The Second Continental Congress of the United States created the first army June 14, 1775. Known as the Continental Army, this service is the oldest branch of the United States military and was established to protect the original 13 colonies. It was not until Sept. 29, 1789 that an act of Congress officially established the military as we know it today. Since that time, thousands of men and women have defended our country in conflicts at home and overseas. There are currently more than 1.3 million active-duty troops, of which approximately 200,000 are stationed overseas. The U.S. Armed Forces also has 865,000 reservists.
According to recent United States Census statistics, the number of veterans in the U.S. today is 18.8 million. This number represents 7.6% of the total population of the United States. The census reports that the U.S. Department of Veterans Affairs (DVA) provides health care services to more than 9 million veterans each year through its 1,062 outpatient clinics and 172 medical centers.
The number of veterans in the U.S. has increased modestly since the establishment of the first Colonial Army, resulting in the need for additional services that are focused on the unique needs of this population. Blindness, for instance, is not an uncommon result of combat, and some veterans’ assistance organizations have developed services that address the needs of this subgroup of veterans.
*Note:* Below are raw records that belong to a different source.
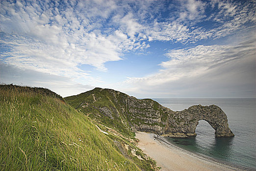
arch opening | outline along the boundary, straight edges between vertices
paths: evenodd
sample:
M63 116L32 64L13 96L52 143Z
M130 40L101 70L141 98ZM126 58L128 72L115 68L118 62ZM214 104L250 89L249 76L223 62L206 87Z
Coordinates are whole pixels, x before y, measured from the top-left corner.
M197 137L215 136L215 130L208 122L201 120L198 123L195 129L195 132L197 135Z

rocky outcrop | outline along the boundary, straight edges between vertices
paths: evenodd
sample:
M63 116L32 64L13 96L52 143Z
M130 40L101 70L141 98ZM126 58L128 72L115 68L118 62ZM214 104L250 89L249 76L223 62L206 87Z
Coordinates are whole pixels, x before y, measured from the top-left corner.
M100 88L77 96L82 99L80 105L72 103L71 97L66 100L71 101L71 105L78 106L77 109L82 108L81 111L89 113L89 116L103 123L108 123L109 120L109 123L115 127L121 127L120 130L129 129L130 131L132 128L163 136L186 137L196 136L198 122L204 120L215 130L215 136L234 136L229 127L227 115L215 105L196 105L174 111L152 99L137 99L119 91ZM74 99L74 96L72 98ZM74 101L77 102L77 99ZM87 105L82 106L84 103ZM95 114L91 115L91 113Z

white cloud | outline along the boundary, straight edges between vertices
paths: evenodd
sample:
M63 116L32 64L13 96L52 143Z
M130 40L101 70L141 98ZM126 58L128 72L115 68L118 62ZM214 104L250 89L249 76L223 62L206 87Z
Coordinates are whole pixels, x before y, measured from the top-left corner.
M117 88L140 97L255 97L256 42L171 50L158 72Z
M216 39L254 26L256 20L253 0L25 2L0 1L1 61L20 69L84 78L91 84L90 73L80 66L105 71L106 62L122 60L130 51L144 52L153 41L187 45ZM251 45L246 46L251 53ZM170 60L160 64L158 73L127 83L141 90L144 86L165 88L174 82L184 83L185 78L198 80L225 64L243 61L240 53L245 54L246 48L202 45L171 50L166 54ZM245 56L252 61L251 54Z

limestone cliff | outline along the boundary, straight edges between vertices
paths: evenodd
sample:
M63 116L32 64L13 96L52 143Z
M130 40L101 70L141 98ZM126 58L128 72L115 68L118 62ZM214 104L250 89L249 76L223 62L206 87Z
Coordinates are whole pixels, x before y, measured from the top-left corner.
M198 121L207 121L216 137L233 136L227 115L215 105L193 106L174 111L152 99L137 99L110 89L94 89L65 98L68 103L90 117L121 132L133 128L170 137L195 136Z

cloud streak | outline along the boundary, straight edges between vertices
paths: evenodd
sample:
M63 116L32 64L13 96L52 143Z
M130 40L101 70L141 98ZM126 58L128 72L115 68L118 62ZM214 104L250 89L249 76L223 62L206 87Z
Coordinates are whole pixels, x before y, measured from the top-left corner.
M253 46L200 43L255 27L255 9L254 0L1 0L1 64L104 86L91 76L92 66L107 72L107 62L127 60L130 52L150 54L157 43L168 42L168 60L155 64L161 69L131 77L128 88L217 78L213 73L220 66L252 61ZM186 47L173 49L176 43Z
Health care benefits, vocational rehabilitation, educational assistance, housing and financial services are some of the most important programs that are currently in place to assist veterans who have been injured through the course of serving our country. Many of these benefits are administered at low cost or no cost to eligible veterans and their families. Services are sometimes delivered through programs that use peer mentoring to provide disabled veterans with the support they need to make a successful reentry.